Sometimes we perceive people differently after they have changed their hair, but does it really change their personality?
"Working in a hair salon, there are a lot of ladies who come in and get their hair cut and leave feeling absolutely beautiful," Richardson said "But with me I got a drastic change and I feel almost exactly the same."
Neal agrees. "It improves confidence. Whenever I get a new haircut it's always fun to show off the new hairdo. But other than that it doesn't change me much personalitywise."
Richardson says that he used to look at others who had their hair done and think they had changed, but now that he's done it himself he's realized they haven't.
"Actually, at one point, my dad was telling some story of when I had done something he didn't approve of. He said 'Ever since he got this haircut he feels like he can be a little rebel or something,' but he was only teasing."
So after a haircut, though we may only feel a boost of confidence and feel the same as we did before, others may look at us in a slightly different way. Is this because of stereotypes?
Seeing a girl with two pigtail braids makes Richardson, for instance, think of Pippi Longstocking, a character who is known for her mischievous independence, while Neal thought of someone who is crafty and calm. Although these are completely different interpretations, it is clear that the people we meet in the past may change our perception of different hairstyles.
"Yes, people are stereotyped by their hair. You have everything from emo to preppy to girly all based on your hair," said Brooke Russell, who will be a junior at Fremont High.
Amber Larsen, also a junior at Fremont High, said, "The people who usually have straightened blond or brown dyed hair are usually assumed to be popular. Those who do nothing with their hair and just leave it how it is are usually assumed to be not as popular."
Alexandra Burton is a recent graduate of Ogden High School. You will find her running, reading, writing or playing the violin. E-mail her at firstname.lastname@example.org.
WHAT'S YOUR 'DO?
Are you a hot-tempered redhead or a studious brunette?
A bit of research online and in interviews with teenagers reveals that certain hairstyles and colors do tend to lead people to conclusions regarding personality. Where do you fit in? Do you agree with any of these common stereotypes related to hair color or styles?

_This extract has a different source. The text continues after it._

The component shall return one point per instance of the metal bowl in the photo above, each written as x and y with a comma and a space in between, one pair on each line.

Blonde: If you are not a natural blond, your hair is seen as high maintenance and therefore can lead people to the conclusion that you are vain. Blondes tend to attract a lot of attention, and it is a common phrase that "blondes have more fun." Blondes are known to be attractive, popular and flirty. And of course, there are lots of jokes about the "dumb blond."
Black: The majority of the world's population has either deep brown or black hair. People with black hair are seen as exotic, sultry, tough and mysterious.
Brunette: Those with brown hair are often seen as the good girl/boy. Brown-haired individuals are likely assumed to be responsible, deep, down to earth, witty and professional. Brown hair reflects a more natural look, or that you're not trying too hard.
Red: Only 3 percent of the population has red hair, but redheads are seen for a variety of attributes. Redheads are known to be feisty, hyper, opinionated, hotheaded and wild. They are also seen as either highly attractive or exceedingly homely.
Other hues: Those who dye their hair unnatural colors -- purple, green, blue -- may be seen as trendy, unique, rebellious, daring, unprofessional, or as people who want or need attention.
Long hair: For girls, well-kept long hair reflects confidence and femininity. It is seen as pretty and flirty. Unkempt long hair can reflect shyness, insecurity and laziness. For guys, long hair can be seen as rebellious or nonconformist.
Medium hair: For girls, medium hair says classy, strong and powerful. For guys, rebellious, trendy, stubborn and boyish.
Short hair: For girls and guys, short hair signifies intelligence, honesty and sophistication. For girls it is seen as trendy, mature and independent.
Straight hair: Polished and professional.
Wavy/curly hair: Playful, warm, carefree, flirtatious, young.